Apple Pie is always on the agenda of what to make with the apples.  But this recipe, though called Apple Pie,  is out of the ordinary in that there is no bottom crust, and what looks like a crust on top is more like a big sugar cookie.  This recipe is one that I tend to forget about until something reminds me of it.  It originally came to my attention when it was included in a cookbook put together by the ladies of my church several years ago.  I really don’t know its history, or why its called “Swedish Apple Pie”, but being half Swedish myself I decided to claim it, make it and share it with you. If anyone out there knows its history please let me know.IMG_5547

Any firm, tart apple can be used, so that the acidity stands up to the rich batter.  The orchard I visited had Macouns and Cortlands available for picking, and I got some of each.  I used three Cortlands for this pie, but I really don’t think it matters what kind of apple you use.  You really can’t go wrong with apple pie.IMG_5548

Swedish Apple Pie is very easy to make.  Basically you slice the apples into a pie dish, sprinkle them with a sugar-cinnamon mixture, mix up the batter and spread it over the apples.  Bake till nice and brown.  The crust is very much like a sweet, chewy cookie,  somewhat like an apple crisp, but not quite.  Start to finish it takes about an hour to make, and soon after that you’ll be spooning up a warm apple dessert that is particularly good served with a wedge of sharp cheddar cheese, another New England tradition not to miss.  It is also very nice with a scoop of vanilla ice cream.



Servings:   6 – 8


  • 3 large, or 4 medium firm-tart apples, peeled, cored and cut into 1/4-inch thick slices
  • 1 tsp. ground cinnamon
  • 1 Tablespoon plus 1 cup flour
  • 2 Tablespoons plus  2/3 cup sugar
  • 1 teaspoon baking powder
  • 1/4 teaspoon salt
  • 10 Tablespoons butter, melted
  • 1 large egg, slightly beaten


1.  Preheat the oven to 350*F.  Grease a 9 – inch pie plate.

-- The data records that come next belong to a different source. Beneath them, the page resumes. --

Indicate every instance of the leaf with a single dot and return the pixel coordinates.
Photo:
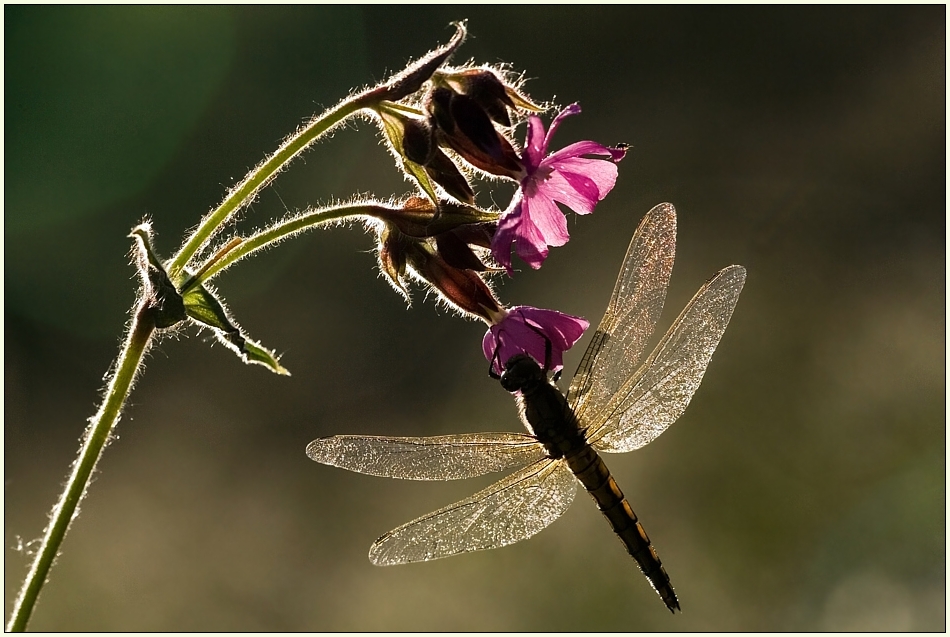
(204, 307)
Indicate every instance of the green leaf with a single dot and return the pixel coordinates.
(205, 308)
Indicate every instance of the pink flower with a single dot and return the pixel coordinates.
(533, 221)
(531, 331)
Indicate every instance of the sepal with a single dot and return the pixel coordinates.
(203, 307)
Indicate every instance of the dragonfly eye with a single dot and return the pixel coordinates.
(520, 373)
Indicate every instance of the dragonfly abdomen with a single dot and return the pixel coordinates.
(593, 473)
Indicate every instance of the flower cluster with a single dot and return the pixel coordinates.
(454, 124)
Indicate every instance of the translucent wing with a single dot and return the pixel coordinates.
(508, 511)
(433, 458)
(631, 316)
(653, 398)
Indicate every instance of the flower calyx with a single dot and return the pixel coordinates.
(462, 124)
(413, 140)
(416, 75)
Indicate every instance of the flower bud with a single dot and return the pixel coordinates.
(393, 246)
(461, 288)
(464, 126)
(412, 79)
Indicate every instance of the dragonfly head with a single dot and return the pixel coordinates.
(521, 372)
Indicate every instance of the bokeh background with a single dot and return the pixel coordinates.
(804, 489)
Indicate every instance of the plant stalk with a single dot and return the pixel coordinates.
(97, 435)
(259, 177)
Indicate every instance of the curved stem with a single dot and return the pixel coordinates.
(98, 433)
(272, 236)
(262, 175)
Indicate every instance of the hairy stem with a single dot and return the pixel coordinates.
(260, 176)
(272, 236)
(97, 435)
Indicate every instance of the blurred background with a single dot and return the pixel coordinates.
(804, 488)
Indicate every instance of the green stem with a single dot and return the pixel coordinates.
(262, 175)
(98, 433)
(274, 235)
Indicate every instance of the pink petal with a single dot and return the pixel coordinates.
(579, 149)
(516, 227)
(542, 213)
(573, 109)
(603, 173)
(535, 145)
(529, 330)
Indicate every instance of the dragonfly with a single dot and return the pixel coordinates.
(618, 401)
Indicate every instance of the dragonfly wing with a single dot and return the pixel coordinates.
(433, 458)
(508, 511)
(653, 398)
(635, 306)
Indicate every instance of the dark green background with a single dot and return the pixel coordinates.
(804, 489)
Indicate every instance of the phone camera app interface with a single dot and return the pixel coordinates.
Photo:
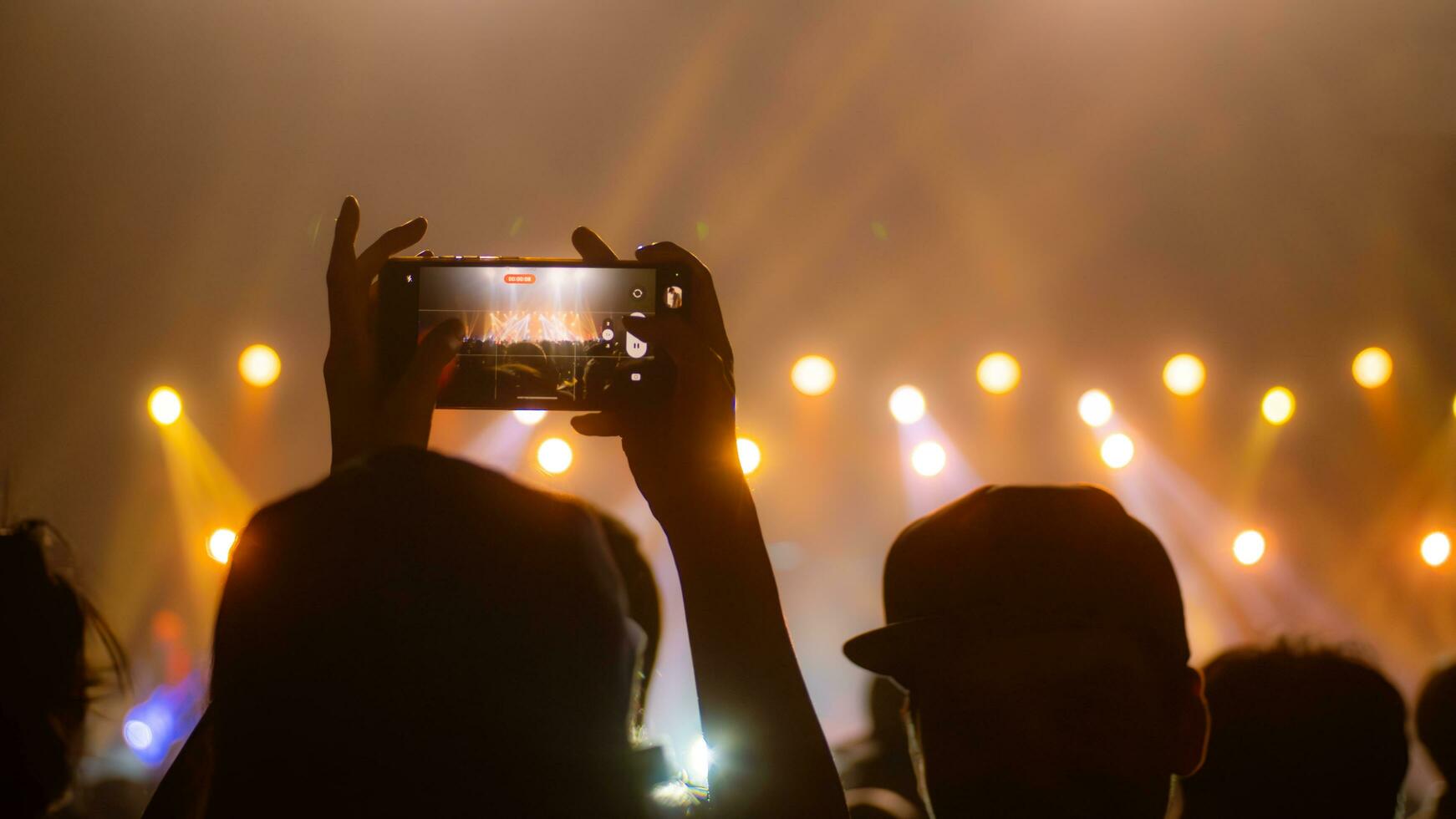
(547, 336)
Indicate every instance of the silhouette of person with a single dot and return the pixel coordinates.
(45, 687)
(1436, 729)
(1299, 730)
(1040, 636)
(877, 770)
(420, 636)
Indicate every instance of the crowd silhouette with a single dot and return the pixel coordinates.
(420, 636)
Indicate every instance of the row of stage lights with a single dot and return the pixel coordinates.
(998, 373)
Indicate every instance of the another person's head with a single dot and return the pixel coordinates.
(1040, 636)
(420, 636)
(1436, 723)
(45, 684)
(1299, 730)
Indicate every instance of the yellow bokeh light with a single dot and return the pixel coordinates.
(1248, 547)
(1279, 406)
(908, 404)
(1436, 549)
(1095, 408)
(749, 455)
(220, 544)
(998, 373)
(553, 455)
(1117, 450)
(812, 374)
(1372, 367)
(1184, 374)
(928, 459)
(165, 406)
(259, 365)
(529, 418)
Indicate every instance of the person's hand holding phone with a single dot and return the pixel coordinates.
(367, 414)
(686, 447)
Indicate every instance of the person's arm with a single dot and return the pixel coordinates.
(769, 752)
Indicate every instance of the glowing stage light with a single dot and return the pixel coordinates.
(165, 406)
(1184, 374)
(1117, 450)
(259, 365)
(529, 418)
(1095, 408)
(908, 404)
(1279, 406)
(700, 762)
(749, 455)
(812, 374)
(220, 544)
(998, 373)
(928, 459)
(1372, 367)
(1248, 547)
(137, 735)
(553, 455)
(1436, 549)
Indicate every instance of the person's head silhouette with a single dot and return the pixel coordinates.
(420, 636)
(45, 684)
(1436, 728)
(1299, 730)
(1040, 636)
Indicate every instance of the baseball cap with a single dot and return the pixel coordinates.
(1018, 561)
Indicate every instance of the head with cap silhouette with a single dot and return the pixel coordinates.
(1040, 636)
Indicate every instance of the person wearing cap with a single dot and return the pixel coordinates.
(1038, 633)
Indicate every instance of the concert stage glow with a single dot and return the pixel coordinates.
(908, 404)
(998, 373)
(749, 455)
(1095, 408)
(928, 459)
(1372, 367)
(1248, 547)
(1117, 450)
(259, 365)
(220, 544)
(812, 374)
(553, 455)
(1277, 406)
(1184, 374)
(165, 406)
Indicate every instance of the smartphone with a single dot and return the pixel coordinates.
(539, 333)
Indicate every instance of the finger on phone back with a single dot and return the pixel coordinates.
(590, 247)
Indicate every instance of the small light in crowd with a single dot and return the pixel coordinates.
(1184, 374)
(137, 735)
(1248, 547)
(998, 373)
(908, 404)
(165, 406)
(1117, 450)
(1279, 406)
(1095, 408)
(553, 455)
(1436, 549)
(812, 374)
(529, 418)
(1372, 367)
(700, 762)
(259, 365)
(928, 459)
(220, 544)
(749, 455)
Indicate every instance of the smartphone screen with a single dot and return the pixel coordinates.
(541, 335)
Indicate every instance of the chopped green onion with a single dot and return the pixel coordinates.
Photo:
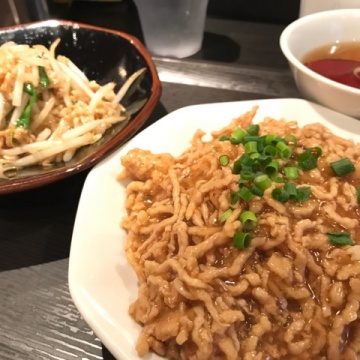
(245, 194)
(44, 80)
(281, 195)
(291, 172)
(290, 188)
(262, 181)
(284, 150)
(25, 117)
(242, 240)
(307, 161)
(272, 139)
(251, 147)
(339, 238)
(253, 129)
(248, 220)
(237, 135)
(303, 194)
(224, 160)
(358, 193)
(277, 179)
(225, 215)
(272, 167)
(342, 167)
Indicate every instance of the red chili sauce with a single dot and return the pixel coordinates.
(339, 62)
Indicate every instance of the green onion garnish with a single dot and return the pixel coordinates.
(245, 194)
(242, 240)
(284, 150)
(339, 238)
(224, 160)
(272, 167)
(225, 215)
(44, 80)
(262, 181)
(342, 167)
(251, 147)
(290, 188)
(25, 117)
(307, 161)
(237, 136)
(358, 194)
(248, 220)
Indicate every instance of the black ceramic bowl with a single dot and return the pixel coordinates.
(99, 53)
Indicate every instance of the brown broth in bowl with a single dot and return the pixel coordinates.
(338, 61)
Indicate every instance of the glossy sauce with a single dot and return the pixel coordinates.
(339, 62)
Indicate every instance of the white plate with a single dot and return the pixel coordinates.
(102, 283)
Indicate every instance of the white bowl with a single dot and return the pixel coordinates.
(311, 32)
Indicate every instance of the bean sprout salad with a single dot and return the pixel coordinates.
(49, 108)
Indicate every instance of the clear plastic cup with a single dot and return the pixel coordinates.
(173, 28)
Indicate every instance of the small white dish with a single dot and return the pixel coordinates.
(311, 32)
(102, 283)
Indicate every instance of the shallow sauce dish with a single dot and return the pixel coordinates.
(311, 32)
(102, 283)
(99, 53)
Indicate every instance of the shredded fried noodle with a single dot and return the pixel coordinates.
(291, 294)
(46, 122)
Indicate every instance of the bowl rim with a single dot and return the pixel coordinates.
(34, 181)
(303, 21)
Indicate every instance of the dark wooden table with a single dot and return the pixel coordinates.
(240, 60)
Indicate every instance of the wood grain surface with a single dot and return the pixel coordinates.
(38, 319)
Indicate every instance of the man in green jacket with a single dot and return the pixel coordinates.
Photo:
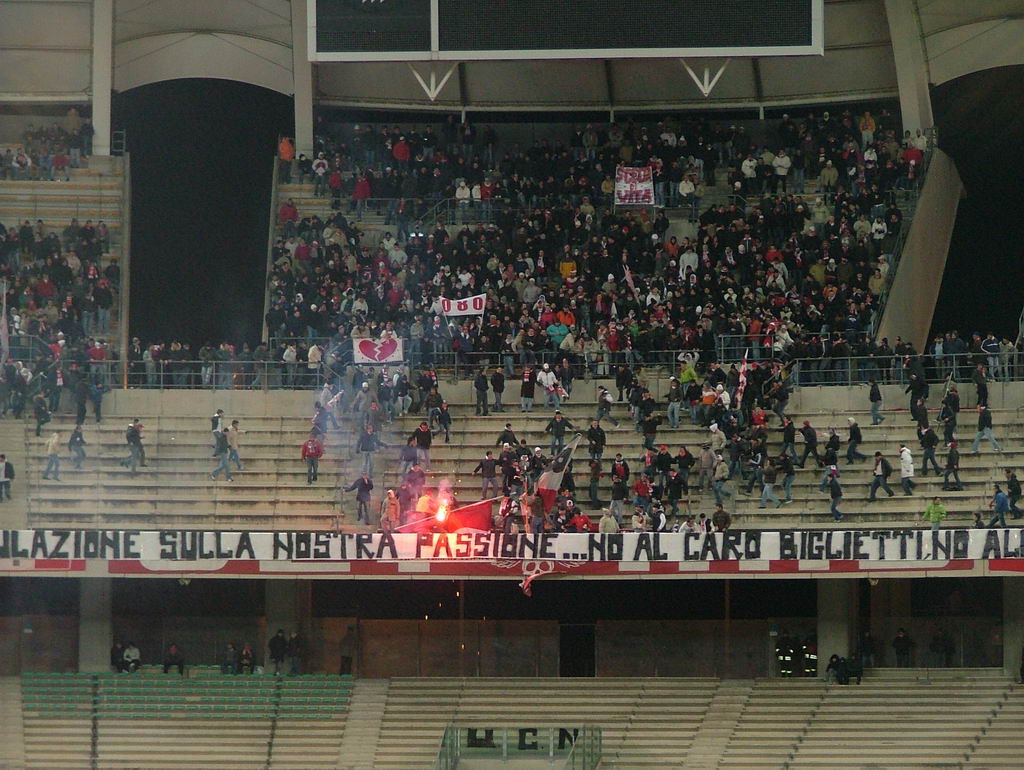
(935, 513)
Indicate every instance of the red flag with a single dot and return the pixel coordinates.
(742, 381)
(551, 480)
(524, 584)
(629, 276)
(473, 516)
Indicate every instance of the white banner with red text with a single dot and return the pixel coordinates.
(384, 350)
(634, 185)
(891, 547)
(466, 306)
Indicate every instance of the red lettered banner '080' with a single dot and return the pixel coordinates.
(466, 306)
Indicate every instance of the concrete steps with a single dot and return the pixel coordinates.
(11, 724)
(719, 724)
(363, 729)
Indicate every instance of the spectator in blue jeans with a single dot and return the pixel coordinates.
(999, 506)
(6, 476)
(52, 457)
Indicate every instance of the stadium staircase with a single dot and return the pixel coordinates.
(153, 721)
(907, 718)
(901, 718)
(363, 728)
(271, 493)
(473, 435)
(11, 724)
(95, 193)
(718, 725)
(175, 489)
(998, 742)
(14, 513)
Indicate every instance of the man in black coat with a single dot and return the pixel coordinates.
(498, 385)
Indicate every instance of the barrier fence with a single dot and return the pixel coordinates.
(271, 375)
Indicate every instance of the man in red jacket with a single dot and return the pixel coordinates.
(312, 451)
(581, 522)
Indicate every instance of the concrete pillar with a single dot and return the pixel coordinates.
(102, 74)
(1013, 625)
(302, 75)
(911, 65)
(835, 624)
(95, 624)
(286, 605)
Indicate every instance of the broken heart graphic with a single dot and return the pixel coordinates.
(378, 351)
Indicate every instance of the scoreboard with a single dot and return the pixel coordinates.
(471, 30)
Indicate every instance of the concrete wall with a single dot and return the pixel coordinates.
(915, 288)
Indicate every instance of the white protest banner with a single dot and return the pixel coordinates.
(466, 306)
(385, 350)
(634, 186)
(891, 547)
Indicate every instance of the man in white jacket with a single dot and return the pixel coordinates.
(906, 469)
(547, 380)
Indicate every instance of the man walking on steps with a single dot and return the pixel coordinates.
(985, 430)
(880, 476)
(221, 452)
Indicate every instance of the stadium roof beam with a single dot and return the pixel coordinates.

2.  Place the sliced apples into the pie plate, arranging them to fit.  The pie plate will be nearly full.

3.  In a small bowl, mix together the 1 Tbsp. flour, 2 Tbsp. sugar, and 1 tsp. cinnamon.  Sprinkle over the apples.

Sprinkle cinnamon-sugar over the apples in a pie dish.

Sprinkle cinnamon-sugar over the apples in a pie dish.

4.  In a large bowl,  whisk together the 1 cup flour, 2/3 cup sugar, baking powder, and salt.  Add the beaten egg, and melted butter. Stir just to mix well.  Spoon over the apples and spread to cover as well as possible.  I just “plop” it all over the top, and then with a spatula spread it out as much as possible.  It may not cover completely.

"Plop" spoonfuls of dough over the apples.

“Plop” spoonfuls of dough over the apples.

Spread dough out to cover apples as much as you can.

Spread dough out to cover apples as much as you can.

5.  Bake until the crust is golden brown, about 40 to 45 minutes.  Let cool on a wire rack for 30 minutes.  Serve warm.

Bake till brown on top.

Bake till golden brown on top.

Serve with a wedge of cheddar cheese or a scoop of ice cream.

Serve with a wedge of cheddar cheese or a scoop of ice cream.